Be the Ultimate Dive Buddy: Beginning diver courses generally limit emergency skill training to self rescue and tired diver assists. Why?
- Beginning students lack sufficient knowledge, skill and experience to truly master complex rescue skills.
- There is simply not enough time in most beginning scuba courses to cover all the rescue and emergency management skills that every diver should have.
This is why the Rescue Diver course provides important follow-on training. It covers:
- Self-rescue and diver stress.
- Dive first aid.
- Swimming and non-swimming rescue techniques.
- Emergency management and equipment.
- Panicked diver response.
- Underwater problem solving.
- Missing diver procedures.
- Surfacing the unconscious diver.
- In-water rescue breathing protocols.
- Egress (exits).
- First aid procedures for pressure related accidents.

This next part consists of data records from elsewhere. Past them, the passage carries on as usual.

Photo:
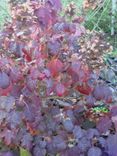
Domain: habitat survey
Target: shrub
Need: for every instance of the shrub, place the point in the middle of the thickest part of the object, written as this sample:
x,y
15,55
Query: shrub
x,y
40,71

- Dive accident scenarios.
The Rescue Diver course also helps you meet important prerequisites for Master Diver, Divemaster and other leadership-level courses.
Who Can Take This Course?
- Be at least 12 years old.
- Be certified the NASE Advanced Open Water Diver level (or equivalent).
- Hold current First Aid, CPR and Oxygen Provider certifications.
- Be able to answer No to all questions on the NASE Medical History form, or secure a physician’s approval for diving prior to the start of the course
What is Involved?
- Self Study: Using the NASE Rescue Diver manual.
- 180 Minutes of In-Water Training: This may be a combination of confined-water and open-water training, or it may take place entirely in open water.
What Equipment Will You Need?
- Mask and fins
- Adequate exposure protection
- BC and regulator system
- One full cylinder per dive
- Dive computer or depth gauge and timer
- Underwater compass
- Dive knife or cutting tool
Depending on the dive site and planned activities, it may also be prudent to have items such as audible and visual surface signals. Your instructor may have further equipment requirements in addition to these.